Interestingly auditors found over 1 million yuan in Rui's office, but it was unclear if the money was related to his detention. Perhaps he was planning to take it to Brazil where he had planned to cover Chinese President Xi Jinping's trip to South America and the BRICS summit? Too much speculation at this point.

After Guo was taken away in early June, there were rumours Rui was implicated into the investigation into Guo, but Rui denied this. Instead he continued to host his show and even posted pictures on his Weibo account interviewing Malaysian Prime Minister Najib Razak on June 3.

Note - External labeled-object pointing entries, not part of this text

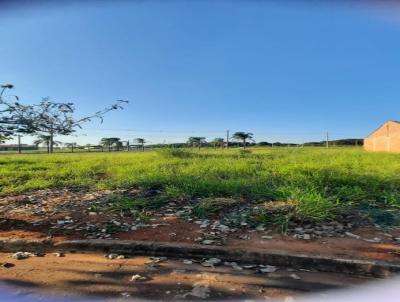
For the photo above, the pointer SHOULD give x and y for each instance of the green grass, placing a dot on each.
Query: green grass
(321, 184)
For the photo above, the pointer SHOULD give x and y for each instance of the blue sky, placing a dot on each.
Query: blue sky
(284, 70)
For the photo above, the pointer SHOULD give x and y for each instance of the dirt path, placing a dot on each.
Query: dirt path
(92, 275)
(77, 214)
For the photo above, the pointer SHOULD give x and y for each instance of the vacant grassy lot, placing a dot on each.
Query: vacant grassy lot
(316, 184)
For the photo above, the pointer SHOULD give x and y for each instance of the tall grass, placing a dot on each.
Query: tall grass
(321, 183)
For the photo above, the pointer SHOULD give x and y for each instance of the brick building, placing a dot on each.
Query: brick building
(385, 138)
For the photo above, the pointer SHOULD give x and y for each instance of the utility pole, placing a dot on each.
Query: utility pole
(19, 144)
(327, 139)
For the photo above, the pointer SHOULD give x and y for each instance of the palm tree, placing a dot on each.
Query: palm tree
(196, 141)
(243, 136)
(219, 141)
(43, 139)
(140, 141)
(71, 145)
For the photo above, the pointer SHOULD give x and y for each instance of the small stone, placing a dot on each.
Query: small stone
(7, 265)
(260, 228)
(112, 256)
(125, 294)
(59, 254)
(351, 235)
(267, 268)
(21, 255)
(136, 278)
(295, 276)
(211, 262)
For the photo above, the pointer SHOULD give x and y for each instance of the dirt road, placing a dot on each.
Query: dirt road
(94, 276)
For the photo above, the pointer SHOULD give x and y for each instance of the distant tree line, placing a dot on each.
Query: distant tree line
(45, 119)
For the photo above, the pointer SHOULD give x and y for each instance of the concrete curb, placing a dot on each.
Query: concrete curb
(181, 250)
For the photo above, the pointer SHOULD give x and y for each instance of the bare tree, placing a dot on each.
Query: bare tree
(243, 136)
(47, 117)
(196, 141)
(140, 141)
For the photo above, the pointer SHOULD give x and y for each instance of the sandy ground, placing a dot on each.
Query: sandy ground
(94, 276)
(36, 215)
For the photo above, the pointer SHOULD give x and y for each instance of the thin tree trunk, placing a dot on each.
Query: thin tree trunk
(51, 141)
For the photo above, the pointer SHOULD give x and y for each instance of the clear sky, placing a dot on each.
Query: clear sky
(284, 70)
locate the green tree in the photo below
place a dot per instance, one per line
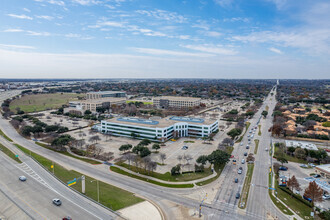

If Rui is formally arrested, this will signal the downfall of one of China's most prominent young rising stars. He is fluent in English and apparently has a taste for Ermenegildo Zegna suits, and drives a Jaguar.

A biography on the CCTV English-language website said Rui had interviewed more than 30 heads of state, and more than 300 top executives of Fortune 500 companies.

In 2005 then Yale University President Richard C. Levin nominated Rui to be a Yale World Fellow, and Levin even wrote the introduction to the anchor's book called Life Begins at 30, on China's economic rise.

Two years later Rui gained notoriety when he used his blog to campaign the government to remove a branch of Starbucks from the Forbidden City in Beijing. It was later replaced with a Chinese cafe.

In 2010 Rui became the subject of Internet mockery over a comment he made when US President Barack Obama called for questions from the Korean news media at a Group of 20 summit meeting in South Korea.

"I'm actually Chinese, but I think I get to represent the whole of Asia," he said.

The next year he point blank asked then incoming US Ambassador to China Gary Locke, "I hear you flew here coach. Is that a reminder that the US owes China money?"

Locke replied it was standard practice for American diplomats and other American officials to fly economy.

In some aspects, Rui's character may represent China today -- ambition, conniving, patriotism, and hubris.